Saturday, 5 November 2011

HTML Hyperlinks

The World Wide Web as we know it is founded on hyperlinks. A hyperlink is a location in a resource that links to another location in that resource or links to another resource. When you click on the link in your browser, your browser knows where to go through the uniform resource locator, or URL. A URL (Uniform Resource Locators) is the address that identifies a resource. Usually that resource is another Web page, although it might be something else, such as an image or video.

Use the anchor tag <a> to reference other locations. Those locations can be other locations in the same document or different documents. The marking up anchors task illustrates the use of the anchor tag for linking to other locations in the same document. This task illustrates the use of the anchor tag for navigating to other documents. You use the anchor tag’s href attribute to specify to other documents. This task illustrates using href to point to external sites using absolute URLs. The next task illustrates internal links using relative URLs.
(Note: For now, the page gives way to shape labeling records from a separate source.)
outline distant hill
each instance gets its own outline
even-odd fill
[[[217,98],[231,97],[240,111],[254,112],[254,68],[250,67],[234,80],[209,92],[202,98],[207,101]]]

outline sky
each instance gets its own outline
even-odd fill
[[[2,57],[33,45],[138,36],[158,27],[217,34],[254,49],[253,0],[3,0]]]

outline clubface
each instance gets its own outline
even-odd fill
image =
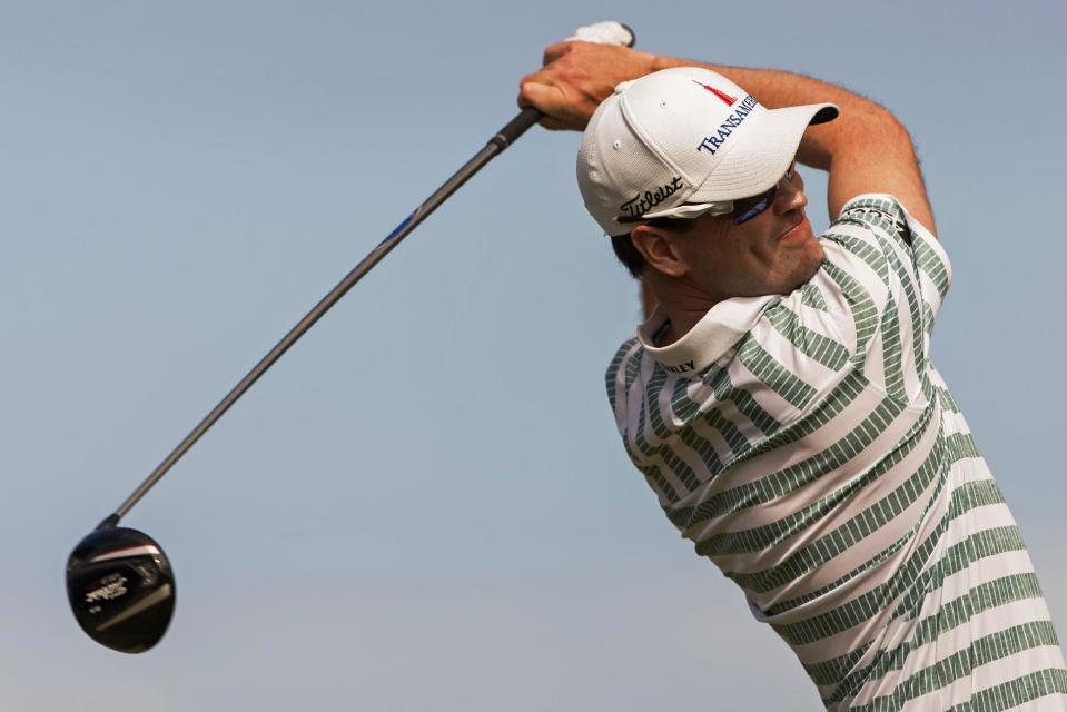
[[[141,653],[167,632],[175,605],[174,572],[147,534],[97,530],[67,561],[67,595],[89,637],[124,653]]]

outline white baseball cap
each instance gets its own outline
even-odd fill
[[[768,109],[709,69],[664,69],[622,82],[593,113],[579,188],[607,235],[653,218],[722,215],[770,190],[804,129],[837,115],[832,103]]]

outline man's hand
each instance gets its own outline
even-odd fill
[[[585,129],[615,85],[655,71],[656,57],[619,47],[571,40],[549,47],[541,71],[522,78],[518,106],[536,107],[546,129]]]

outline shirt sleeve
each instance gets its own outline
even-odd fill
[[[945,249],[889,195],[850,200],[822,245],[812,285],[832,305],[852,364],[891,395],[920,399],[933,322],[951,284]]]

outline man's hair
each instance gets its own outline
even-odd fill
[[[645,222],[652,227],[658,227],[671,233],[688,231],[695,220],[691,218],[655,218]],[[615,250],[615,257],[623,264],[623,267],[634,279],[641,279],[641,273],[644,271],[644,256],[633,245],[631,233],[625,235],[615,235],[611,238],[611,248]]]

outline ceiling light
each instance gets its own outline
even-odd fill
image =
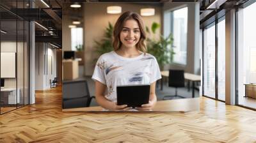
[[[41,0],[41,2],[43,3],[47,8],[50,7],[45,2],[44,2],[44,0]]]
[[[81,4],[77,2],[70,5],[71,8],[81,8]]]
[[[141,16],[152,16],[155,15],[155,9],[154,8],[142,8],[140,10]]]
[[[6,32],[6,31],[3,31],[3,30],[1,30],[0,31],[1,31],[1,33],[4,33],[4,34],[6,34],[6,33],[7,33],[7,32]]]
[[[215,0],[206,9],[218,9],[220,6],[224,3],[226,0]]]
[[[81,22],[79,22],[79,21],[73,21],[72,24],[80,24]]]
[[[109,14],[121,13],[122,7],[119,6],[110,6],[107,8],[107,13]]]
[[[41,27],[42,28],[43,28],[44,29],[48,31],[48,29],[47,29],[47,28],[46,28],[45,27],[44,27],[44,26],[42,26],[42,25],[41,25],[41,24],[38,24],[38,23],[36,22],[35,22],[35,23],[36,24],[37,24],[38,26],[39,26],[40,27]]]
[[[70,25],[70,26],[68,26],[68,27],[70,27],[70,28],[76,28],[76,26]]]

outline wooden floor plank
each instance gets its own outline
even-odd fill
[[[0,142],[256,142],[256,112],[200,97],[200,110],[63,112],[61,88],[0,116]]]

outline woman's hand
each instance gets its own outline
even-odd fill
[[[132,109],[131,107],[127,107],[127,105],[118,105],[116,103],[113,103],[113,106],[109,109],[112,111],[127,111]]]
[[[138,110],[152,111],[156,104],[156,100],[149,101],[147,104],[143,104],[141,107],[136,107]]]

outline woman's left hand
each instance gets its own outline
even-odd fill
[[[147,104],[143,104],[141,107],[136,107],[135,109],[138,110],[152,111],[153,107],[155,106],[156,102],[149,101]]]

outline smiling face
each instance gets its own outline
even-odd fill
[[[125,48],[136,48],[141,36],[139,24],[134,19],[126,20],[120,33],[122,46]]]

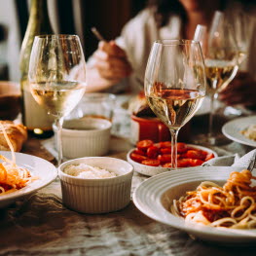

Example : <a href="http://www.youtube.com"> YouTube – Broadcast Yourself</a>

Relative URLs

The link in main.html to sub.html simply references the file, as they are in the same folder. The link from main.html to sub two.html includes a . to indicate the current directory, a forward slash, the subdirectory’s name and the file. The link from sub two.html back to main.html includes a .. which navigates back to the next level up.